Customer A is one of the major news websites in China. This customer has thousands of servers and hundreds of developers. The O&M team used an ELK cluster to process NGINX logs. However, the cluster frequently fails to process large amounts of data.
  • When a user queries a large amount of data, the cluster is unavailable to other users.
  • The cluster is fully occupied during peak hours to collect and process data. This compromises data integrity and the accuracy of query results.
  • When the business grows, out of memory (OOM) errors frequently occur due to invalid memory settings and heartbeat synchronization failures. As a result, the query results are unavailable and inaccurate, and the cluster is inoperable for developers.
In June 2018, the O&M team started to use Log Service to fix the preceding issues.
  1. The team used Logtail to collect online logs, and called the API to integrate log collection and server management configurations into the O&M system.
  2. The team embedded the query page of Log Service into the unified logon and O&M platform to isolate business permissions from account permissions.
  3. The team embedded the console page of Log Service into the platform of customer A. This way, the development team can use an efficient method to query logs.

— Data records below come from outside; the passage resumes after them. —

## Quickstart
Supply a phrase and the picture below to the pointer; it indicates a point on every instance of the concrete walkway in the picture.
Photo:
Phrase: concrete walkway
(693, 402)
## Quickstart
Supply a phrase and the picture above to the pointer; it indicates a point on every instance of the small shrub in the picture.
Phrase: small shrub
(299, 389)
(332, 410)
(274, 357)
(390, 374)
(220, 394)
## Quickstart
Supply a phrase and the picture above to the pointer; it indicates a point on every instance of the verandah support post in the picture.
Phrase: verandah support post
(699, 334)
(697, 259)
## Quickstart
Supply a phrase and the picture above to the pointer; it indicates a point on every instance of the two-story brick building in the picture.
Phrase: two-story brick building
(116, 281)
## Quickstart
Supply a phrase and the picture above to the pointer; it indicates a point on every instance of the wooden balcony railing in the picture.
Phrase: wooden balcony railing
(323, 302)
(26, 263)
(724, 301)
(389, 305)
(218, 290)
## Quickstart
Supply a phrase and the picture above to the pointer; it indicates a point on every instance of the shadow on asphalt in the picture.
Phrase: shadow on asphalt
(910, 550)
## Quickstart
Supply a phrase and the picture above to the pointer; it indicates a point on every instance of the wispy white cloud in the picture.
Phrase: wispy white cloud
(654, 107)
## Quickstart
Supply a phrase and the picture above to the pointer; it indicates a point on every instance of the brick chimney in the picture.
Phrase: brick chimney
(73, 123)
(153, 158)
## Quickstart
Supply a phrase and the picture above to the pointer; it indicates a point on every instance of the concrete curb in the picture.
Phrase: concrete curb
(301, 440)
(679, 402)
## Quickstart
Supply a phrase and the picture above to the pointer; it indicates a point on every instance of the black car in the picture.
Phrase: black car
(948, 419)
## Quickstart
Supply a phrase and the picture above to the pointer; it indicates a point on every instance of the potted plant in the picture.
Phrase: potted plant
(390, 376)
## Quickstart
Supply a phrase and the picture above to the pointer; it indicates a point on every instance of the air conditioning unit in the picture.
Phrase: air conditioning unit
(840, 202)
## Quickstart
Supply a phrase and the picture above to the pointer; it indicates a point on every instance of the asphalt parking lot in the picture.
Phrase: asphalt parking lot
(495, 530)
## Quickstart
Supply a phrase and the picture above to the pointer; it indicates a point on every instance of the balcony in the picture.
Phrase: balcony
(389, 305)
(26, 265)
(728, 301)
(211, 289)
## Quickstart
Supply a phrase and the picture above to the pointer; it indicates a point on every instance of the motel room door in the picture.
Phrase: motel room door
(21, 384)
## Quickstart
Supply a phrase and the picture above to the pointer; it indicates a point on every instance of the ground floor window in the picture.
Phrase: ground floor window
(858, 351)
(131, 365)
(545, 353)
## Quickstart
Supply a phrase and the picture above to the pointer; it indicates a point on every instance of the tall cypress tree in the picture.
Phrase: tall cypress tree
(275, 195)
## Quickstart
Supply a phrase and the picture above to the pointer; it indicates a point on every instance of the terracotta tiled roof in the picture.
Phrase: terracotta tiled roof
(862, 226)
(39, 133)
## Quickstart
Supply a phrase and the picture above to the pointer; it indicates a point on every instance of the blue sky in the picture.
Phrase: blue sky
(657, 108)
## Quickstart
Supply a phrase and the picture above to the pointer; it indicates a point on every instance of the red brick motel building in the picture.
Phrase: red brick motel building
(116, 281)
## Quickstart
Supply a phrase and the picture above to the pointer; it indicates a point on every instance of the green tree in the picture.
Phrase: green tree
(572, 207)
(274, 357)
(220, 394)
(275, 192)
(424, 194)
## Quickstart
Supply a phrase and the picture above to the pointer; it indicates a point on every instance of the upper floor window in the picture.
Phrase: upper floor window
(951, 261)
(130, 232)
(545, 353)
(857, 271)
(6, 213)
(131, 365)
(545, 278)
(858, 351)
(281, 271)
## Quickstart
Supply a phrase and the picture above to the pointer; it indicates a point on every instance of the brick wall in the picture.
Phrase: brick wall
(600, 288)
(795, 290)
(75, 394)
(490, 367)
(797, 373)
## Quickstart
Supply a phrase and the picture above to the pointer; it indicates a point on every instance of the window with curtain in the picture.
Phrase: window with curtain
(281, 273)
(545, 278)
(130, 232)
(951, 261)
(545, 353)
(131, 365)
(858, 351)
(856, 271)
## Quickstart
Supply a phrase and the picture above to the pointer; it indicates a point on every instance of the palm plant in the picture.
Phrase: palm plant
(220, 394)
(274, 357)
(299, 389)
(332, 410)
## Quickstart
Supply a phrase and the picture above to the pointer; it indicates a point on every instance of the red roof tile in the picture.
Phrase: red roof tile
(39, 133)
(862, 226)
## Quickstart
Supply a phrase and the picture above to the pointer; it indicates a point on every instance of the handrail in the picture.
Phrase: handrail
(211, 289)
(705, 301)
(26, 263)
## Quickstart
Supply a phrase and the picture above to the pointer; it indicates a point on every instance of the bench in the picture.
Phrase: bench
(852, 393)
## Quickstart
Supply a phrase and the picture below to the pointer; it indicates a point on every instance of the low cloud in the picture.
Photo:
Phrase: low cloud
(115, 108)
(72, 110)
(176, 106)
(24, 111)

The team also configured Grafana plug-ins to monitor business and configured DataV to create dashboards in Log Service.
After two months, the team improved O&M in the following aspects:
  • The number of queries per day was significantly increased. Developers used the O&M platform to query and analyze logs. This improved the efficiency of development. The O&M team also revoked the permissions of online logon.
  • In addition to NGINX logs, the O&M platform also imported application logs, mobile device logs, and container logs into Log Service. The amount of processed data increased by 9 times.
  • More applications were developed. For example, Jaeger plug-ins were integrated with Log Service to build a log tracing system. Alerts and charts were configured to detect online errors in real time.
  • Various platforms are connected with the unified O&M platform that provides a centralized method to collect data. This prevents repeated data collections. In addition, the Spark and Flink platforms of the big data team can consume log data in real time.

Conclusion

Elasticsearch applies to scenarios where you want to update, query, and delete data. Therefore, Elasticsearch is widely used in fields such as data query, data analysis, and application development. The ELK stack applies to log analysis scenarios because it can maximize the flexibility and performance of Elasticsearch. Log Service is designed for log data query and analysis scenarios by providing multiple unique features. The ELK stack covers a wider range of scenarios. However, Log Service provides deeper analysis features for specific scenarios. You can select one of the two services based on your business requirements.